He had spoken to Reginald likewise. The young man fell into a dramatic tearing-of-hair and long-stride fury, not ill becoming an enamoured dragoon. But he maintained that his aunt, though an eccentric, was a cordially kind woman. He seemed to feel, if he did not partly hint, that the General might have accepted Lady Camper's terms. The young officer could no longer be welcome at Douro Lodge, so the General paid him a morning call at his quarters, and was distressed to find him breakfasting very late, tapping eggs that he forgot to open—one of the surest signs of a young man downright and deep in love, as the General knew from experience—and surrounded by uncut sporting journals of past weeks, which dated from the day when his blow had struck him, as accurately as the watch of the drowned man marks his minute. Lady Camper had gone to Italy, and was in communication with her nephew: Reginald was not further explicit. His legs were very prominent in his despair, and his fingers frequently performed the part of blunt combs; consequently the General was impressed by his passion for Elizabeth. The girl who, if she was often meditative, always met his eyes with a smile, and quietly said 'Yes, papa,' and 'No, papa,' gave him little concern as to the state of her feelings. Yet everybody said now that she was unhappy. Mrs. Barcop, the widow, raised her voice above the rest. So attentive was she to Elizabeth that the General had it kindly suggested to him, that some one was courting him through his daughter. He gazed at the widow. Now she was not much past thirty; and it was really singular—he could have laughed—thinking of Mrs. Barcop set him persistently thinking of Lady Camper. That is to say, his mad fancy reverted from the lady of perhaps thirty-five to the lady of seventy.
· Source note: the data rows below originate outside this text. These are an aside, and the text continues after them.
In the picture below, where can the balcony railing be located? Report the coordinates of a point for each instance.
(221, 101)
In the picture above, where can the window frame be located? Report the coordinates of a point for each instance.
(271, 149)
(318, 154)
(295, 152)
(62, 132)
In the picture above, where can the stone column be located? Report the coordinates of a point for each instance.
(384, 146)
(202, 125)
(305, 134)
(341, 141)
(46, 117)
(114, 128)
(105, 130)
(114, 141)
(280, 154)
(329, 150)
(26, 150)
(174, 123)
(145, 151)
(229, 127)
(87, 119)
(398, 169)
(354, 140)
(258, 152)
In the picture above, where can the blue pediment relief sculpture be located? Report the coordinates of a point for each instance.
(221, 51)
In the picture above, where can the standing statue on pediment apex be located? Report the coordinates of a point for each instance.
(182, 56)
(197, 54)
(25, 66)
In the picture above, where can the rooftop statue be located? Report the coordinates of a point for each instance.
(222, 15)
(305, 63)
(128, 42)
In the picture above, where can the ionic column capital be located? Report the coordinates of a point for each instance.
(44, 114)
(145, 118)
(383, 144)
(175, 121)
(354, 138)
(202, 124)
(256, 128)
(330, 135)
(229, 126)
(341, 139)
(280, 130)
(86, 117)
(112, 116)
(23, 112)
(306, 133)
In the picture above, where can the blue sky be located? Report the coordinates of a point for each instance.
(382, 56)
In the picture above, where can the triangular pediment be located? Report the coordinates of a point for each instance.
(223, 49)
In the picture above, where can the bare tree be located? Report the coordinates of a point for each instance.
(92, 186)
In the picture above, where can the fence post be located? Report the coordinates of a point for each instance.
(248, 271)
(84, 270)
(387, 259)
Such, thought he, is genius in a woman! Of his neighbours generally, Mrs. Baerens, the wife of a German merchant, an exquisite player on the pianoforte, was the most inclined to lead him to speak of Lady Camper. She was a kind prattling woman, and was known to have been a governess before her charms withdrew the gastronomic Gottfried Baerens from his devotion to the well-served City club, where, as he exclaimed (ever turning fondly to his wife as he vocalized the compliment), he had found every necessity, every luxury, in life, 'as you cannot have dem out of London—all save de female!' Mrs. Baerens, a lady of Teutonic extraction, was distinguishable as of that sex; at least, she was not masculine. She spoke with great respect of Lady Camper and her family, and seemed to agree in the General's eulogies of Lady Camper's constitution. Still he thought she eyed him strangely.
One April morning the General received a letter with the Italian postmark. Opening it with his usual calm and happy curiosity, he perceived that it was composed of pen-and-ink drawings. And suddenly his heart sank like a scuttled ship. He saw himself the victim of a caricature.
The first sketch had merely seemed picturesque, and he supposed it a clever play of fancy by some travelling friend, or perhaps an actual scene slightly exaggerated. Even on reading, 'A distant view of the city of Wilsonople,' he was only slightly enlightened. His heart beat still with befitting regularity. But the second and the third sketches betrayed the terrible hand. The distant view of the city of Wilsonople was fair with glittering domes, which, in the succeeding near view, proved to have been soap-bubbles, for a place of extreme flatness, begirt with crazy old-fashioned fortifications, was shown; and in the third view, representing the interior, stood for sole place of habitation, a sentry-box.
Most minutely drawn, and, alas! with fearful accuracy, a military gentleman in undress occupied the box. Not a doubt could exist as to the person it was meant to be.
The General tried hard to remain incredulous. He remembered too well who had called him Wilsonople.
But here was the extraordinary thing that sent him over the neighbourhood canvassing for exclamations: on the fourth page was the outline of a lovely feminine hand, holding a pen, as in the act of shading, and under it these words: 'What I say is, I say I think it exceedingly unladylike.'
Now consider the General's feelings when, turning to this fourth page, having these very words in his mouth, as the accurate expression of his thoughts, he discovered them written!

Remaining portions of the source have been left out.